Sequence alignment and preprocessing

Reads were aligned to the Drosophila melanogaster genome (r6.10) using STAR (2.4.2a) (Dobin et al., 2013) with the ENCODE standard options, except “--outFilterScoreMinOverLread 0.4 --outFilterMatchNminOverLread 0.4 --outFilterMismatchNmax 999 --outFilterMismatchNoverLmax 0.04”. Uniquely mapped reads that overlap with genes were counted using HTSeq-count (0.7.1) (Anders et al., 2015) with default settings except “-m intersection-strict”. Cells having fewer than 300,000 uniquely mapped reads were removed. To normalize for differences in sequencing depth across individual cells, we rescaled gene counts to counts per million (CPM). All analyses were performed after converting gene counts to logarithmic space via the transformation Log₂(CPM+1). Cells that were labeled with neuron-specific GAL4 drivers (C155+, GH146+, Mz19+, 91G04+, Trol+, and CG31676+ cells) were filtered for expression of canonical neuronal genes (elav, brp, Syt1, nSyb, CadN, and mCD8GFP), retaining only those cells that expressed at least 4/6 genes at >15 CPM. After filtering, 97.3% of GH146+ PN cells express mCD8GFP (at >15 CPM).

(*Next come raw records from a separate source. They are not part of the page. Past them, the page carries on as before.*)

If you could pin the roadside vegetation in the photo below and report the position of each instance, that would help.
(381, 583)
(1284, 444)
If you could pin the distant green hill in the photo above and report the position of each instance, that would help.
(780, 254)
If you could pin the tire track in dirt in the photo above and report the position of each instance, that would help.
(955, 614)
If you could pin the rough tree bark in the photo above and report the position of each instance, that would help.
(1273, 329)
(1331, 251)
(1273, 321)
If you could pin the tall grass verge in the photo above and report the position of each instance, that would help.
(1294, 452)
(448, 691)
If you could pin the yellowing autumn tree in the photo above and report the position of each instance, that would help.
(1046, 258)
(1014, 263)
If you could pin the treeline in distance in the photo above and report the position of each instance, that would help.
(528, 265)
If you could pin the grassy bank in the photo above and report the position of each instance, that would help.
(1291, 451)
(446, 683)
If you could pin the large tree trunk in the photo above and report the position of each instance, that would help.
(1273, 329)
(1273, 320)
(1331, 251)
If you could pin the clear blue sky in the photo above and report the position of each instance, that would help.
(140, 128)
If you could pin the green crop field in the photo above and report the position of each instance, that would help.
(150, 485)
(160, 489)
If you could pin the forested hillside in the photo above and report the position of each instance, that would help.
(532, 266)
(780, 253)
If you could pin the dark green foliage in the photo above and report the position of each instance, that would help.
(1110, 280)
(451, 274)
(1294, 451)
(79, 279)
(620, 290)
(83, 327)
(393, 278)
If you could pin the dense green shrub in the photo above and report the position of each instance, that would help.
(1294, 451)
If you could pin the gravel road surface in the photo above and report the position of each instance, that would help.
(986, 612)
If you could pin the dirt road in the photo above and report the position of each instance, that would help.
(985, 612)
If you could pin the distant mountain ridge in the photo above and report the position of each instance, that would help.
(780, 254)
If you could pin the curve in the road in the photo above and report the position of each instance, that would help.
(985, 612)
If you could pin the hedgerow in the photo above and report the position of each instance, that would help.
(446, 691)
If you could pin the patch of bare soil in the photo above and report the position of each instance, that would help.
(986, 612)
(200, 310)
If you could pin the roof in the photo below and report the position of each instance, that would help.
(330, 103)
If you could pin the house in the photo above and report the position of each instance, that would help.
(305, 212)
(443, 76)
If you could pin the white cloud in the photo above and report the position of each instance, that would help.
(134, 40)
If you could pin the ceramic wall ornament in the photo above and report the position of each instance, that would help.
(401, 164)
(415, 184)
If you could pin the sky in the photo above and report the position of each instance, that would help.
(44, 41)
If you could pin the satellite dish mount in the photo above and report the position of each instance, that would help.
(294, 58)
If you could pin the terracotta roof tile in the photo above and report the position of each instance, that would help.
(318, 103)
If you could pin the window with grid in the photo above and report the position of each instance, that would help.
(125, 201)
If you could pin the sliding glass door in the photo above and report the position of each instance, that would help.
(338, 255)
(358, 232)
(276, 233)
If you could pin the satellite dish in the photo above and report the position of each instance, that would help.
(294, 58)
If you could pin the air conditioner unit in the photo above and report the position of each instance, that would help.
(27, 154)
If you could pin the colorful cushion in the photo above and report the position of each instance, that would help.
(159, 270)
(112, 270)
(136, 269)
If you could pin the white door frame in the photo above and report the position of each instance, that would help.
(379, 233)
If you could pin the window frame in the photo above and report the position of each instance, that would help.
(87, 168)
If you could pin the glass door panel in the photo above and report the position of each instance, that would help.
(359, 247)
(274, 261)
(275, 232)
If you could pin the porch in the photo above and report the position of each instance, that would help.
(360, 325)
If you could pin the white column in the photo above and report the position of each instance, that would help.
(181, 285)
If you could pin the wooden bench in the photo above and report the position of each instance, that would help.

Dimensionality reduction and clustering

Single-cell RNA-seq yields high dimensional gene expression data. To visualize and interpret these data, we obtained two-dimensional projections of the cell population by first reducing the dimensionality of the gene expression matrix using principal component analysis (PCA), then further reducing the dimensionality of these components using t-distributed Stochastic Neighbor Embedding (tSNE) (van der Maaten and Hinton, 2008). We note that tSNE is a nonlinear embedding that does not preserve distances, so one cannot interpret the distances in the projected space directly as distances between gene expression profiles (i.e., the pre-transformation space).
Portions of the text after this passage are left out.